La scène se dispose, en effet, suivant le mode du temps, mais entre les deux larrons branchés sur des gibets en T, il n’y a ni Christ, ni croix  ; la Mère, une Madone de l’école de Roger Van der Weyden, déjà âgée et drapée dans une robe bleue, s’affaisse, soutenue par saint Jean, accoutré d’une robe lie de vin et d’un manteau bleuâtre. Il la soutient mais machinalement, en regardant, très affairé, en l’air ; derrière lui, deux femmes, l’une, coiffée d’un turban vermillon à fond blanc, affublée de jaune et ceinturée de noir, lève les yeux au ciel ; l’autre, costumée d’un voile blanc et d’une jupe rouge, ferme ses paupières, abîmée dans sa douleur, comme la Vierge  ; plus loin, trois squelettes en linceul examinent le firmament et prient.

Enfin, tout au premier plan, un être bizarre, à genoux, une femme à face populacière, osseuse, de garçon de barrière, le col entouré d’un foulard, tend de profil ses bras et, elle aussi, scrute les nuées.

Et pendant ce temps, les deux larrons sur leurs instruments de supplice, agonisent.

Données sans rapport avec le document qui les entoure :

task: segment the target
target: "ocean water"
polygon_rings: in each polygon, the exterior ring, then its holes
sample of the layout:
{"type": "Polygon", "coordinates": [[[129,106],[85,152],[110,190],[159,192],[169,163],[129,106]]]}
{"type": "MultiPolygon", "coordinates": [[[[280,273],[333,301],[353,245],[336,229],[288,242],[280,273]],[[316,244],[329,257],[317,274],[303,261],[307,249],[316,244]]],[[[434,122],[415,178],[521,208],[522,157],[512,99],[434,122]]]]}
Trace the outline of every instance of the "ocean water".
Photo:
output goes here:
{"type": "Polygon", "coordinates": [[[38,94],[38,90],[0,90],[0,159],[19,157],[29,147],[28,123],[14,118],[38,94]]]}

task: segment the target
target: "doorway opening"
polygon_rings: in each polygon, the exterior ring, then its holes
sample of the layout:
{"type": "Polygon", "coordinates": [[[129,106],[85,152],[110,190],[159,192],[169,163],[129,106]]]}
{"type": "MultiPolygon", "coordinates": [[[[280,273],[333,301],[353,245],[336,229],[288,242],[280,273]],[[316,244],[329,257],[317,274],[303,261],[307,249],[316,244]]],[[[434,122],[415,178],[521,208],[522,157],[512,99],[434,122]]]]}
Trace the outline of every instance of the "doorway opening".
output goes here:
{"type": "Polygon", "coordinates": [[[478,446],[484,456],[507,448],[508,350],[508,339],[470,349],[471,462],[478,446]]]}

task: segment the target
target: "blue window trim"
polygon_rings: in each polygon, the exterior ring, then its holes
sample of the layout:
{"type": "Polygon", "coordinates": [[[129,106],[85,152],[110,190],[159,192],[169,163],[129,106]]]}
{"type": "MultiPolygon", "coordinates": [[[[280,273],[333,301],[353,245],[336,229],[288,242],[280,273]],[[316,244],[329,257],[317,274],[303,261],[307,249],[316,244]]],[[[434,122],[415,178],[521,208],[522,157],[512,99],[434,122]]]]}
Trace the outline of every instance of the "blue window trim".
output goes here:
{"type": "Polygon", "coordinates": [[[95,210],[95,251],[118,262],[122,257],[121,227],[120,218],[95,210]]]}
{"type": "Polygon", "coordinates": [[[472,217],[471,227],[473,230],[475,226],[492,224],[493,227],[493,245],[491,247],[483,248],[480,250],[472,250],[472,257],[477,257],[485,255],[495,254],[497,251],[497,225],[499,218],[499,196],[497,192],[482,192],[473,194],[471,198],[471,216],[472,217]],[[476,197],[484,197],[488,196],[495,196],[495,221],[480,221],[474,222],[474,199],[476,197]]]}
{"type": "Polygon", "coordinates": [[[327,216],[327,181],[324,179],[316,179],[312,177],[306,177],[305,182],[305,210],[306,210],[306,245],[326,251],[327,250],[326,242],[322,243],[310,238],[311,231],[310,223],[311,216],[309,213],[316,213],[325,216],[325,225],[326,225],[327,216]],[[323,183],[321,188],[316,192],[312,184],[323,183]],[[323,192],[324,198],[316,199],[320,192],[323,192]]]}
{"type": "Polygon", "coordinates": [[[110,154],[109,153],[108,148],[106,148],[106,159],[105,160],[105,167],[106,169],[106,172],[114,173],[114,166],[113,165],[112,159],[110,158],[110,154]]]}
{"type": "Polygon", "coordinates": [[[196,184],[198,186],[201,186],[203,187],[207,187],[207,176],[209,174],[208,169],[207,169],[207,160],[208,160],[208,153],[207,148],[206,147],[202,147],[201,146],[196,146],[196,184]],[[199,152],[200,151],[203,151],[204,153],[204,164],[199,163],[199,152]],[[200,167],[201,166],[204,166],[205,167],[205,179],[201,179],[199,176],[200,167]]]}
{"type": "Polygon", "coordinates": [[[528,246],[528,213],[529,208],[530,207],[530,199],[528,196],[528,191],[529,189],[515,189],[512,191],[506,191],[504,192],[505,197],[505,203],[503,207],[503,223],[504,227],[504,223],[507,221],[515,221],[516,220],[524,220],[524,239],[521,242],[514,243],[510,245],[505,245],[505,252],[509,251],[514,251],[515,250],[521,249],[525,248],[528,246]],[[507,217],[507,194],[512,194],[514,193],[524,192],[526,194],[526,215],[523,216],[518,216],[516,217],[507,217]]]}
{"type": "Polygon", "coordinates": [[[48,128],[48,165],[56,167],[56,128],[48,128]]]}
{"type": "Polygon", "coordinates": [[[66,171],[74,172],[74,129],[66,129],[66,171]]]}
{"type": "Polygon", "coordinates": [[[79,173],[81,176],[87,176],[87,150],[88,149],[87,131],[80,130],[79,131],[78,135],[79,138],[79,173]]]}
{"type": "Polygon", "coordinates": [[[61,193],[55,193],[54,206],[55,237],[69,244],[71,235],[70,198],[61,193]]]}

Le bon, résigné, n’en pouvant plus, se meurt  ; le mauvais, un hercule barbu, aux chairs couleur de brique, se tord, une jambe repliée derrière la croix  ; il est lourd, tassé, fourbu et un petit diable noir et cornu, la queue en trompette, fond sur lui, les griffes tendues pour saisir l’âme à la sortie de la bouche et l’emporter.